Martin & Weir call for employers to back the poppy
Tuesday 30th October 2012
At this time of the year the thoughts of many of us naturally turn to remembrance and commemorating the sacrifice of the brave men and women of our armed services who fought and in many cases paid the supreme cost to maintain the freedom that we all enjoy today. I believe all of us have a role to play in honouring that sacrifice. This applies not just to individuals but also is a role that companies and employers should embrace.
Joint Statement: Cllr Peter Martin [DUP] & Cllr Peter Weir MLA [DUP]
Cllr Peter Martin
“At this time of the year the thoughts of many of us naturally turn to remembrance and commemorating the sacrifice of the brave men and women of our armed services who fought and in many cases paid the supreme cost to maintain the freedom that we all enjoy today. I believe all of us have a role to play in honouring that sacrifice. This applies not just to individuals but also is a role that companies and employers should embrace.

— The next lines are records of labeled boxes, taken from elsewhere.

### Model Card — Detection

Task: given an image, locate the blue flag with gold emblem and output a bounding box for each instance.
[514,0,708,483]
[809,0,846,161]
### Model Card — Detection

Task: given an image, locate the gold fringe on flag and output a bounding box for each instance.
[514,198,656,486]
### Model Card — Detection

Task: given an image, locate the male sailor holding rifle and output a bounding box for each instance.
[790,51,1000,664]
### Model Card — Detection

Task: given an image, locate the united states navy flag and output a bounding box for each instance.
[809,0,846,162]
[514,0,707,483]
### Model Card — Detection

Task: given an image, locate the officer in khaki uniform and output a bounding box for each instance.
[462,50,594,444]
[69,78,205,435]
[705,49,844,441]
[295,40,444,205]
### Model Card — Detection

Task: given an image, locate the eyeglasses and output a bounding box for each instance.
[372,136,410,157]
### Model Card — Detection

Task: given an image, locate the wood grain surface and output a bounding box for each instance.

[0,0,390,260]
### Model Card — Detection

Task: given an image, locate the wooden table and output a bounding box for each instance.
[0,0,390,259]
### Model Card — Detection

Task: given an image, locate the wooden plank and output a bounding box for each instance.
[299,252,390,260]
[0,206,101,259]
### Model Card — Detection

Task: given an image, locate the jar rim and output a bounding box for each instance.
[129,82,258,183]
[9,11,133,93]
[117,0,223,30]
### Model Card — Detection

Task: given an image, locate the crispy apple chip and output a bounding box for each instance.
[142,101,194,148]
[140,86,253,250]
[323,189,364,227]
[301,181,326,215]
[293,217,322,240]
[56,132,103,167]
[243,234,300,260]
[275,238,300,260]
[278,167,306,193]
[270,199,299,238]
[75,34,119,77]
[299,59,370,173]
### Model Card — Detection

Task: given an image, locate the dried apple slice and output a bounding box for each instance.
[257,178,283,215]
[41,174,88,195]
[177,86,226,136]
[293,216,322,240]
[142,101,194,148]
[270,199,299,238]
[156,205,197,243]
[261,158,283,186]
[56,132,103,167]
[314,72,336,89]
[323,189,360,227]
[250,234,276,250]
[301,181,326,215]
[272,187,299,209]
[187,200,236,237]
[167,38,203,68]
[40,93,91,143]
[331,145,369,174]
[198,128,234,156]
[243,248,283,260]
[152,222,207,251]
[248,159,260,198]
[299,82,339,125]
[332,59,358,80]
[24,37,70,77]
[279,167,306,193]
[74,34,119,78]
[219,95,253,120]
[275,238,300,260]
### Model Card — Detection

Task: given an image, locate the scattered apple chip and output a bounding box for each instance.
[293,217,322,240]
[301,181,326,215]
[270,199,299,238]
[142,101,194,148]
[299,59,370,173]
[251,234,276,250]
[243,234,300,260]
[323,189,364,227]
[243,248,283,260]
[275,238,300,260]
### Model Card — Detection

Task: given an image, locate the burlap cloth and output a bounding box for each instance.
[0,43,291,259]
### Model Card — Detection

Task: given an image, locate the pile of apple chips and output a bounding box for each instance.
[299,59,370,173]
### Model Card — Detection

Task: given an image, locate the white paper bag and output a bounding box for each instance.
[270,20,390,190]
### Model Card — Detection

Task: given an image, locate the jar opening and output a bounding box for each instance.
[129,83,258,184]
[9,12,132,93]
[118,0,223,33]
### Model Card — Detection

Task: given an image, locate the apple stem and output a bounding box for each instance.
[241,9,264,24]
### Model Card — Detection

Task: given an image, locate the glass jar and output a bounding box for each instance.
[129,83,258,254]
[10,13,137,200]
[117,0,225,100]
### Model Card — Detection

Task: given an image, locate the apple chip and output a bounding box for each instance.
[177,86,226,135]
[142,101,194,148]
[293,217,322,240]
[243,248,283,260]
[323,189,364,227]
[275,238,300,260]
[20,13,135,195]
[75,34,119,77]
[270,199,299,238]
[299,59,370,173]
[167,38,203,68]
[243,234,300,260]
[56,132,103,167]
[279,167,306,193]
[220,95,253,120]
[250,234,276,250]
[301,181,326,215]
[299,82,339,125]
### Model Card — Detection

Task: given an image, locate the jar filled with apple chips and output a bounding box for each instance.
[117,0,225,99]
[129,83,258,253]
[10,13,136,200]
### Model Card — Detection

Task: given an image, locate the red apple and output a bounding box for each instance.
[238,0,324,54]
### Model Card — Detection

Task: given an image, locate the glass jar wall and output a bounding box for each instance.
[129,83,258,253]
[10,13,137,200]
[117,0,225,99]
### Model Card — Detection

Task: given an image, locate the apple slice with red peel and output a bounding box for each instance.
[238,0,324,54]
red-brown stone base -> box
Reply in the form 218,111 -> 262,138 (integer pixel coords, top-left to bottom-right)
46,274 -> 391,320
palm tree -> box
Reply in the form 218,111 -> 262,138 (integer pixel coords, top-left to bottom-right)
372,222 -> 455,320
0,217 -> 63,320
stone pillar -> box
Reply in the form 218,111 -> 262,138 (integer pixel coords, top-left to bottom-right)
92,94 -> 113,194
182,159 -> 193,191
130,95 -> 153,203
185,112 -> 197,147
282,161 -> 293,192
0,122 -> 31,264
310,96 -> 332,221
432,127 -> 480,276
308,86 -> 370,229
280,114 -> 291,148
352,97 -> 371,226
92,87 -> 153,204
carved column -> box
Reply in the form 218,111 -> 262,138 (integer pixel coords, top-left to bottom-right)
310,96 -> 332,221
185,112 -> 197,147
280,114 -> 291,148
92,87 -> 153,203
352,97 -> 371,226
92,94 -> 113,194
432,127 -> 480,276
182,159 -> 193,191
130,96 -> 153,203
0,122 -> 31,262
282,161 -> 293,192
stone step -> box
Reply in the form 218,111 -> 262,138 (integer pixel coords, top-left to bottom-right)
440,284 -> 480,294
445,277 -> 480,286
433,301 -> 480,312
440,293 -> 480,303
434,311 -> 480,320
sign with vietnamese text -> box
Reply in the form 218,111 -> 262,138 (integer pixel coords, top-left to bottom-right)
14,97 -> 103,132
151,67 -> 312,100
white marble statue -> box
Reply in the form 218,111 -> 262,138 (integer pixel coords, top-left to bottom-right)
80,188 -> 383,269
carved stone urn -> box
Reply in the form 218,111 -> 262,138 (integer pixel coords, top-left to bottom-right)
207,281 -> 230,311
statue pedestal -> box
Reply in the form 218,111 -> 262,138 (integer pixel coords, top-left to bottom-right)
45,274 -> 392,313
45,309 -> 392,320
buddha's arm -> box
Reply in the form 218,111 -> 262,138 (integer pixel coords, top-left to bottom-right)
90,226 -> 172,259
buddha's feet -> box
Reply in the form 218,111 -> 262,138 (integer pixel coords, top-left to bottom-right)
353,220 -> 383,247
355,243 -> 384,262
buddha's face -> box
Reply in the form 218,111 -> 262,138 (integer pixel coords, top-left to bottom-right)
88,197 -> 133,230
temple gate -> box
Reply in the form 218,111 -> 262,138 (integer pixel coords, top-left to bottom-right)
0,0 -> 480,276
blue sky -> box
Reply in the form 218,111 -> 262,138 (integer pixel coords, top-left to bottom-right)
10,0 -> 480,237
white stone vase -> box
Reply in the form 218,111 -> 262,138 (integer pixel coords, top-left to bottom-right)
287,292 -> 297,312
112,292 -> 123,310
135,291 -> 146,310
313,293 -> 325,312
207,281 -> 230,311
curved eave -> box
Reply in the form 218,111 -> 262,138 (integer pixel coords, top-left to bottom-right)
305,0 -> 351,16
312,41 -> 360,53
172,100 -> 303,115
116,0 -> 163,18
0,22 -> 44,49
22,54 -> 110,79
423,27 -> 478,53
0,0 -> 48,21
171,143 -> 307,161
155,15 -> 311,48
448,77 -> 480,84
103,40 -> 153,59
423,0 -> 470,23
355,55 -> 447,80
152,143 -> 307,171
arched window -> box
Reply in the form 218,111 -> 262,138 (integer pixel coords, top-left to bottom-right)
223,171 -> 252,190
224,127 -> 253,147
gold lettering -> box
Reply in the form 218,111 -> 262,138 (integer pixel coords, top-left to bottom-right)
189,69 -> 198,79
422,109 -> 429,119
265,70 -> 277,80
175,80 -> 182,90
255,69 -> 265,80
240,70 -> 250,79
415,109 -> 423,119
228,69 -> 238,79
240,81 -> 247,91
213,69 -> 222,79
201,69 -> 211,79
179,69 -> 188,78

This issue was brought into focus last week when I was asked by several constituents if I would investigate the policy of a major national employer (with local branches) with regard to their different attitude to the wearing of Poppies here in Northern Ireland than in the rest of the United Kingdom. On questioning the company about whether employees can wear poppies to work in NI, their initial response was disappointing.
Over a sustained period we lobbied them to clarify their policy and after several days they put out a statement indicating that despite a strict uniform policy in Northern Ireland they would not ask any employee who wore a poppy on their uniform to remove it. We would like to thank the many tens of thousands of people who helped in this social media campaign.
Clearly it would have been easier for them just to state from the outset that their employees could wear a poppy but nevertheless we welcome the final statement on the subject. Some companies may perceive the poppy as divisive and some political parties would suggest that it just represents one section of our community here in Northern Ireland. This simply is not so.
My own grandfather fought very bravely with his unit, the Royal Inniskilling Fusiliers, during World War 2 in France. He received the full brace of medals and was evacuated back to Britain on a small craft from Dunkirk. He also happened to be Catholic. James was lucky enough to make it home so by wearing my poppy I remember those men in his unit who didn’t.
This week Corporal Channing Day has been repatriated back to the UK. She grew up 7 miles from Bangor but was killed in action helping comrades thousands of miles from here. The poppy says we will never forget her sacrifice. The small victory we helped to achieve is another important milestone to remind companies who trade in NI that the poppy is an incredibly important symbol and employees should have the right to choose whether to wear it or not and should not have this decision taken away from them by their employers uniform codes. Wearing the poppy is about showing respect to all our war dead from whatever community they come from and standing by those who they have left behind.”
Cllr Peter Weir MLA
“There is no doubt that there are many valued employers in North Down, making an important contribution to the local economy, but it is our belief that they should pay the fullest respect to the sacrifice to our fallen heroes, particularly as this time of year as we rightly pay tribute to them, and particularly in a week where we have seen the tragic death of two more service personnel in Afghanistan, one of whom, Corporal Channing Day was from Comber.